At some point during the program, every team must perform the same rhumba pattern. For a lot of the programs, the pattern will be easy to tell because it occurs when the music slows down. This particular pattern, which calls for the skaters’ free legs to remain at the same distance and angle as their partners as they smoothly skate through a series of challenging twists and turns, is notoriously difficult and even the top teams have had trouble mastering it.

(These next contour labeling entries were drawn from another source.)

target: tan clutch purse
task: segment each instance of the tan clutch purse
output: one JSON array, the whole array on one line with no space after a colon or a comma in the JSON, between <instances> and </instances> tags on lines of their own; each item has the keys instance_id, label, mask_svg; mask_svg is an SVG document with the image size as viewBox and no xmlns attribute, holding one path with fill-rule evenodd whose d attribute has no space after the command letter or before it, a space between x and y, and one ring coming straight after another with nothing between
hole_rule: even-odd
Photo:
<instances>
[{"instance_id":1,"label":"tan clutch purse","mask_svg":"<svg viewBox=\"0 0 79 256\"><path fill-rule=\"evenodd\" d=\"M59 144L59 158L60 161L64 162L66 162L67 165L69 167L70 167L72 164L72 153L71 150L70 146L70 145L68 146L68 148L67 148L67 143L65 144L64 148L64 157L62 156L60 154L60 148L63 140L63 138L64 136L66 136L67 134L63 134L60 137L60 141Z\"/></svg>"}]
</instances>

Here’s what it looks like, between 1:26 and 1:47:
Canadians Tessa Virtue and Scott Moir should look familiar: Their fluid, refined style won them the gold medal in 2010 and the silver medal in 2014. They returned to skating at the end of 2016 with new coaches and a more romantic style. They immediately picked up where the left off, winning a third world championship in 2017. What makes Virtue and Moir so distinct as skaters is their precision and athleticism — they will hit the deepest edges of the entire competition and perform the most complicated dance holds without losing speed.
The duo is stunningly versatile but is particularly strong in Latin dances, which require speed and passion. The beat of their short dance, amplified under a medley of classic rock tunes, is virtually the same rhythm they utilized in 2010 and 2011. (Note: The sultry sizzle they share on the ice is manufactured, and with more than 20 years skating together, they are more like siblings than lovers.)
If Virtue and Moir are to win gold, they must win this phase of the competition, significantly.
Their biggest competitors, France’s Gabriella Papadakis and Guillaume Cizeron, are masters of the second phase of the competition — the less regimented free skate — and will be difficult to beat in that portion. Papadakis and Cizeron are fluid, flexible and charismatic. While Virtue and Moir mimic the ballroom, the French have a floating, balletic quality that favors strong body lines and difficult poses that create picturesque images.
Here is their magical free dance from 2016:
That style doesn’t loan itself to the short dance, with its rigid technical requirements and frenzied Latin pace, but the two-time world champions have pushed themselves and perfected a fun and challenging program to the music of Ed Sheeran. (Yes, Ed Sheeran. And no, they are not dating either.)
The French will be well-served if they can stay within a point of the Canadians in the short dance, so they can strike in the free. Judges in ice dance prefer the fresh and the new, and the French might just win the short program as well because of it. If that’s the case, Virtue’s and Moir’s chance at gold will be slim.
The next cluster of skaters are three supremely talented Americans, who have scored within a half-point of each other in the past two competitions, but are distant competitors behind the top duos.
Madison Hubbell and Zachary Donohue won the U.S. national championship, even though they did not win first place in either phase. They share the same coaches as the French and the Canadians. Under their guidance, Hubbell and Donohue have become a faster and stronger team. They also possess a palpable amount of sex appeal, which they use to create mature, enrapturing programs. (They used to date, but no longer.)
In this civil war for bronze, Hubbell and Donohue have the most momentum. This couple has a tell when they are nervous: It will be in the symmetry and speed of their twizzles. Sometimes, Donohue might even fall.
The most accomplished of the American teams are Alex and Maia Shibutani, nicknamed “the Shib Sibs.” If Hubbell and Donohue are the nightclub, the Shibutanis are the supper club. Their short dance is the most charming, most pure and most complex of the three American teams. The tale of how well they will do will be in their toes. When they get nervous, Maia tends to point her toe less and pay less attention where she is placing her free leg. That can cause trouble in the mandatory dance pattern, where such a mistake can be costly for the three-time world medalists.
The most acrobatic of the three Americans are Madison Chock and Evan Bates. Chock and Bates have the most interesting lifts of all the American teams, and their peace-loving free dance will most assuredly be a highlight of the competition. This first phase is a bit more of troublesome. They’ve fallen out of unison on twizzles in the past, and now tend to perform them slowly and cautiously. If they want to be in medal contention, their short program must display the confidence that has led them to two world medals. (Of the six, they are the only couple who are dating.)